If any of the aforementioned members are not able to attend the meeting, you as the parent have the right to ask for the meeting to be rescheduled. Services on an old IEP will not “expire“ if you can’t meet within a certain timeframe. School districts are required to continue to provide the most recently agreed-upon services in an IEP until new services can be agreed-upon.

In addition, if you, the parent, are not available for the proposed meeting date or time, you also have the right to ask for the IEP team to pick a new date and time. It is so important that you are there! You can offer a few options that work with your schedule, and you can also request that meetings last certain amount of time. Some parents prefer to try to get as much done as possible in one 2 hour meeting, while others need to squeeze in 3-4 lunch break meetings to accommodate work schedules. Some school districts are more accommodating than others with these requests, but it’s worth asking!

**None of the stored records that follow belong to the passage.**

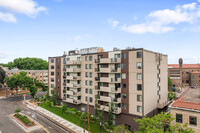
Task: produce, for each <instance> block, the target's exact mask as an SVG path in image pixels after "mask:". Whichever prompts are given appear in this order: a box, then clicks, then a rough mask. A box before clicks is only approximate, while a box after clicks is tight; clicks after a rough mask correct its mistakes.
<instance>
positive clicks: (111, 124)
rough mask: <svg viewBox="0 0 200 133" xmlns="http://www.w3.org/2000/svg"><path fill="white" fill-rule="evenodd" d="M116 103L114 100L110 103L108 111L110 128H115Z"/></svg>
mask: <svg viewBox="0 0 200 133" xmlns="http://www.w3.org/2000/svg"><path fill="white" fill-rule="evenodd" d="M113 112H114V103H113V101H112V102H111V104H110V108H109V112H108V125H109V128H110V129H113V126H114V125H113V120H114V114H113Z"/></svg>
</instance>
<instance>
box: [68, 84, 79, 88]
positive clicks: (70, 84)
mask: <svg viewBox="0 0 200 133" xmlns="http://www.w3.org/2000/svg"><path fill="white" fill-rule="evenodd" d="M66 85H67V87H71V88H80V87H81V84H76V83H67V84H66Z"/></svg>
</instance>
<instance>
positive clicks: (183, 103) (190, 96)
mask: <svg viewBox="0 0 200 133" xmlns="http://www.w3.org/2000/svg"><path fill="white" fill-rule="evenodd" d="M170 106H171V107H172V108H173V107H174V108H179V109H183V110H184V109H186V110H190V111H194V110H198V111H200V93H199V88H188V89H187V90H185V92H183V94H182V95H181V96H180V97H179V98H178V99H177V100H176V101H174V102H173V103H172V104H171V105H170Z"/></svg>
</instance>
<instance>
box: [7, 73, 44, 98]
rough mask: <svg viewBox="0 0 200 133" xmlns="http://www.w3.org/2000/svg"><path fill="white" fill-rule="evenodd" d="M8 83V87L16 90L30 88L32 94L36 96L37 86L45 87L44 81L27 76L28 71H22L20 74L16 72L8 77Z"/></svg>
mask: <svg viewBox="0 0 200 133" xmlns="http://www.w3.org/2000/svg"><path fill="white" fill-rule="evenodd" d="M6 84H7V85H8V87H9V88H10V89H11V90H13V89H15V90H16V92H17V91H18V88H22V89H29V91H30V95H31V96H32V97H33V98H34V96H35V94H36V92H37V88H43V89H44V88H45V85H44V83H41V82H39V81H38V80H37V79H35V78H32V77H29V76H27V72H24V71H21V72H20V73H19V74H14V75H13V76H11V77H6Z"/></svg>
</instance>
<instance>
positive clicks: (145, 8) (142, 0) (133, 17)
mask: <svg viewBox="0 0 200 133" xmlns="http://www.w3.org/2000/svg"><path fill="white" fill-rule="evenodd" d="M199 22H200V0H199V1H198V0H189V1H188V0H162V1H161V0H151V1H149V0H15V2H13V0H6V1H5V0H0V46H1V48H0V63H1V62H2V63H7V62H9V61H12V60H13V59H15V58H18V57H27V56H28V57H39V58H43V59H46V60H47V58H48V57H49V56H58V55H62V54H63V51H68V50H71V49H76V48H87V47H94V46H100V47H103V48H104V49H105V50H112V48H113V47H118V48H120V49H124V48H126V47H128V46H131V47H135V48H145V49H148V50H152V51H156V52H161V53H164V54H167V55H168V58H169V63H177V62H178V58H179V57H182V58H183V59H184V63H198V62H200V54H199V49H200V23H199Z"/></svg>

Lastly, sometimes school districts will ask parents to excuse a team member in writing if that member cannot stay for all of an IEP meeting. Depending on the circumstances, this can be OK, but I have seen some school districts abuse this policy. In some districts, it seems to be common place for the general education teacher or other service providers to “pop in,” say 2-3 sentences, then leave. This creates a culture where the general education teacher(s) don’t always take ownership of the special education student(s) in their class. If you feel that may be the case with your child, write on the meeting notice that you do not want to excuse any members for all or part of the IEP meeting. The school district will need to plan accordingly at that point, or will reschedule for a time when everyone can attend.

Like any other part of the IEP process, communication is key! Make sure any questions or concerns related to scheduling a meeting are submitted in writing, and never forget the importance of your input as a member of the IEP team.